Targeted Locus Study (TLS) Submission Guide
Prerequisites
- Submission of sequence reads to SRA is highly recommended.
-
BioProject and BioSample IDs.
- The NCBI Submission Portal includes steps for BioProject and BioSample registration during the submission of large scale prokaryotic 16S ribosomal rRNA TLS projects. Previously assigned BioProject and BioSample IDs can also be provided within the submission wizard.
- Study and sample metadata must be submitted to BioProject and BioSample prior to submission of other types of TLS projects. If sequence reads were already submitted, provide the assigned BioProject and BioSample IDs during submission.
Creating the TLS submission file
[1] Sequences
- Each individual fasta file should include sequences derived from a single large scale study. The total number of sequences included within all fasta files that are part of a single project should be >2,500.
- A unique ID should be included for each sequence within the fasta file. These IDs will be included within the Definition line on the GenBank flatfile for each individual sequence. This sequence ID can represent the OTU, phylotype, or other unique sequence identifier.
- Remove vector, chimeras, low quality sequence and questionable data from your sequences before submitting.
- More information about the format for the fasta file and sequence requirements can be found here.
[2] Project Information
Include a description of the large scale/TLS study within a BioProject.
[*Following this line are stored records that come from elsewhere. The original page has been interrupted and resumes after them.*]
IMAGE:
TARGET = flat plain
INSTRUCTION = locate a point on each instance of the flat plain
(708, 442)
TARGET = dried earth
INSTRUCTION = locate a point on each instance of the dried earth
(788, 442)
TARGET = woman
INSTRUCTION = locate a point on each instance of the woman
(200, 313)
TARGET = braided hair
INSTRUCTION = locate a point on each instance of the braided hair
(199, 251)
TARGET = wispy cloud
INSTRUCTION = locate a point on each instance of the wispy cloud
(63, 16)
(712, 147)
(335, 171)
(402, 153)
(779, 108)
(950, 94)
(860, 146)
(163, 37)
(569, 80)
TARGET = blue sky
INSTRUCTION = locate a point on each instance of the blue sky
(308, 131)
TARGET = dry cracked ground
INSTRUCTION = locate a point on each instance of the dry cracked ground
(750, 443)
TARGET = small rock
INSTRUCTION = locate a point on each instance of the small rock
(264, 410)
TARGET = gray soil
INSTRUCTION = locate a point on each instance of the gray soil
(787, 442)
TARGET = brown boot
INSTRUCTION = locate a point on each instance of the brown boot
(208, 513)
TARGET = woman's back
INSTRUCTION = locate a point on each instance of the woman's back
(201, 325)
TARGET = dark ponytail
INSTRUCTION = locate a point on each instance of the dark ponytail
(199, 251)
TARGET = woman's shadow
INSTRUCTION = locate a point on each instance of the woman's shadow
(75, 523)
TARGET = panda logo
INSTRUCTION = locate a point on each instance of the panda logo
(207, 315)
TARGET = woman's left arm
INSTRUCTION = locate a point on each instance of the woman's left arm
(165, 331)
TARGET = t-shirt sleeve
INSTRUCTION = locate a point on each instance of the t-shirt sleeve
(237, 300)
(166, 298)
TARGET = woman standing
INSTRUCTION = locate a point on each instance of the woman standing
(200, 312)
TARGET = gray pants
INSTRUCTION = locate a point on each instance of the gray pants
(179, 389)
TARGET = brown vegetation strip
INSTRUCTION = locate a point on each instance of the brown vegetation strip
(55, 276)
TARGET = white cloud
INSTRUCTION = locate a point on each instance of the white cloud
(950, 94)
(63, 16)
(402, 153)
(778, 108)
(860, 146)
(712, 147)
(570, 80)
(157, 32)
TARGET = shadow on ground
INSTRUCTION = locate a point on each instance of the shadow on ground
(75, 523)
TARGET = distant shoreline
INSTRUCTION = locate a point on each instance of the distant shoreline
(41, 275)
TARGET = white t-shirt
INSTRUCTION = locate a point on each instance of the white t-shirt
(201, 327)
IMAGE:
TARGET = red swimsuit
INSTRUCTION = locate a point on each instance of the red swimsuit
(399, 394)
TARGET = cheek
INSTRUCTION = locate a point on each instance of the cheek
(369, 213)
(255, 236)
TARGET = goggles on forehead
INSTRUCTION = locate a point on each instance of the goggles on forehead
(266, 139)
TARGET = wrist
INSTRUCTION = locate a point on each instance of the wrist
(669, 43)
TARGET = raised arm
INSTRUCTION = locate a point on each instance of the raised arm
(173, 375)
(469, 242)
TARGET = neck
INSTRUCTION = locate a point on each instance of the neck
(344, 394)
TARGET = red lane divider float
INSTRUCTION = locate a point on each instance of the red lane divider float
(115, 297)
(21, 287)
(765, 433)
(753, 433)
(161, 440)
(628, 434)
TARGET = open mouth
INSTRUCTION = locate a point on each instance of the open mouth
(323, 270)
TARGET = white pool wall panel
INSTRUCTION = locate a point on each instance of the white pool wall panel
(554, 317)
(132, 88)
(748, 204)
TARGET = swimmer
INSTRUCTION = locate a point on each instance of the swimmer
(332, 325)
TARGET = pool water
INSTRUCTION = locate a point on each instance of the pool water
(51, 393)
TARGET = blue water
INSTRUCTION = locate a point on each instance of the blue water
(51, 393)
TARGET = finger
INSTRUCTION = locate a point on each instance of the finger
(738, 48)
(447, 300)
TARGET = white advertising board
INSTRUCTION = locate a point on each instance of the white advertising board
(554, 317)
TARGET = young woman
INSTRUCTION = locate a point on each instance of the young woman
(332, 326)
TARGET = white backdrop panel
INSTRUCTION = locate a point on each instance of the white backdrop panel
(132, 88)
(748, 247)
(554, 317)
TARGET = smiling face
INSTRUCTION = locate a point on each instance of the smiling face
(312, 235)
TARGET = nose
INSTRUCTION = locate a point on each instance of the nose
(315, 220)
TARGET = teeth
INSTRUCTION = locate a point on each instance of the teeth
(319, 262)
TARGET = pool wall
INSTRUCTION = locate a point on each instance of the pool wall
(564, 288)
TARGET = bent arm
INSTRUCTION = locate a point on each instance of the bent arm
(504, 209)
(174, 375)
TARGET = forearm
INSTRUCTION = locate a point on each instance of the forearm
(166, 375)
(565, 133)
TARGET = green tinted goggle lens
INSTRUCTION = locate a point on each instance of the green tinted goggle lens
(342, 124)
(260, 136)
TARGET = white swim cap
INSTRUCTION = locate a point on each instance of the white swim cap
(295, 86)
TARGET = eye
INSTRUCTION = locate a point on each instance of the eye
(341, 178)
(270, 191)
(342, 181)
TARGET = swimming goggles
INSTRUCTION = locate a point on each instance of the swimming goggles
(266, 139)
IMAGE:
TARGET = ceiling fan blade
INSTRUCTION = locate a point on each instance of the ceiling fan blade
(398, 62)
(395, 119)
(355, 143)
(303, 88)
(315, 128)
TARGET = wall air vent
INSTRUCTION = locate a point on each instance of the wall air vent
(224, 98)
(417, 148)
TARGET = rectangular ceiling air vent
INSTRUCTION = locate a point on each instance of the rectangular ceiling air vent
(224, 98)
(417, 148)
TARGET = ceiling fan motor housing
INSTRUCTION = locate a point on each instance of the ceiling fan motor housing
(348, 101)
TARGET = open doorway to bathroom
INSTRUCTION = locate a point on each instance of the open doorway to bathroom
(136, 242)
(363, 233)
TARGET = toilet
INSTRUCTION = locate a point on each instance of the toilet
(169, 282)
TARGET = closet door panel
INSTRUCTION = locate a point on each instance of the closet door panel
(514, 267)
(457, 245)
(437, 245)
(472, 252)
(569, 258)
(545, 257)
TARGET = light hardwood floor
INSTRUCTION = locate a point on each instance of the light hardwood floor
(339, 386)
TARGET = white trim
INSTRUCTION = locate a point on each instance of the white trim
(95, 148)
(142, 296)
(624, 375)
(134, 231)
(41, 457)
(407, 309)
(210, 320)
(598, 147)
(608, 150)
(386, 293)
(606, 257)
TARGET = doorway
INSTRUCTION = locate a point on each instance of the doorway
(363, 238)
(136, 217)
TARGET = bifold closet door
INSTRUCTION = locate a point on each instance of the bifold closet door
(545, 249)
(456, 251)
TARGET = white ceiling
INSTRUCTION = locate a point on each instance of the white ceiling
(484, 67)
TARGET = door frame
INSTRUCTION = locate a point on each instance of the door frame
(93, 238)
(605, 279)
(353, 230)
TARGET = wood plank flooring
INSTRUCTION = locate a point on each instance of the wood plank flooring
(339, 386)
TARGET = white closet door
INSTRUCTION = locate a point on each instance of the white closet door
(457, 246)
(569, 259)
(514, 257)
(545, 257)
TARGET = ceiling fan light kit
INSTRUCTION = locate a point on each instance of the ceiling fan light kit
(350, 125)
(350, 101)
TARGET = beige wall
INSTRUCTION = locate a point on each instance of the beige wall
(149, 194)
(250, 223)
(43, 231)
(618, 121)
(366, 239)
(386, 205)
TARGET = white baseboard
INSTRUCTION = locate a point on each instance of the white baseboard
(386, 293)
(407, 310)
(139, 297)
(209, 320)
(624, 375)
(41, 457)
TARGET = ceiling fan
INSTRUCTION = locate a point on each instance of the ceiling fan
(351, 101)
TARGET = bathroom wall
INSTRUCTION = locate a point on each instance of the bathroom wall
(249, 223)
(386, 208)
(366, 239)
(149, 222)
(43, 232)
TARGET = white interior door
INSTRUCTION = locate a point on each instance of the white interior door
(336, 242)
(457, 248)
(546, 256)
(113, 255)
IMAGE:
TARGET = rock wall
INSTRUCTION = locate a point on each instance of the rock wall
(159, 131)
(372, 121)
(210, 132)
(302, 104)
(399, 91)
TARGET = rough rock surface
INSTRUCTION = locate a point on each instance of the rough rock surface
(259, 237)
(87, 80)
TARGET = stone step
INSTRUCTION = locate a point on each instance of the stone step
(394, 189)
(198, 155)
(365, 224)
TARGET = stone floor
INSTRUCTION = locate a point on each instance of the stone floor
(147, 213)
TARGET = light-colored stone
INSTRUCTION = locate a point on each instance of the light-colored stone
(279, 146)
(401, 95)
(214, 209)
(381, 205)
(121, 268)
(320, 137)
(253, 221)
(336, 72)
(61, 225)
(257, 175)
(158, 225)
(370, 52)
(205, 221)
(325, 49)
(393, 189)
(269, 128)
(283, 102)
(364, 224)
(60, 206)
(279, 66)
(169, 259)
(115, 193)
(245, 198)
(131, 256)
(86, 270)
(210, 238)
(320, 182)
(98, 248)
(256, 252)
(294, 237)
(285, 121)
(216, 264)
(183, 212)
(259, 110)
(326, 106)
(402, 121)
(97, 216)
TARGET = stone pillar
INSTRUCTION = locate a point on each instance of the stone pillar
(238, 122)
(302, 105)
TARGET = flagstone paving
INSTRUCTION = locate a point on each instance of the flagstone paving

The BioProject ID will be included on the TLS master flatfile and functions to provide a single link to all the data types that are part of the project. The same BioProject ID should be included with all submissions that are part of the same study.
[3] Source Information
Source metadata should be included within BioSample using the appropriate package. Details regarding the requirements for each BioSample package can be found here. The GenBank submission wizard for prokaryotic 16S rRNA sequences within the NCBI Submission Portal allows the creation of BioSamples using these package types:
- Pathogen affecting public health
- Metagenome or environmental sample
- Genome, metagenome or marker sequences (MIxS compliant): MIMS and MIMARKS (survey)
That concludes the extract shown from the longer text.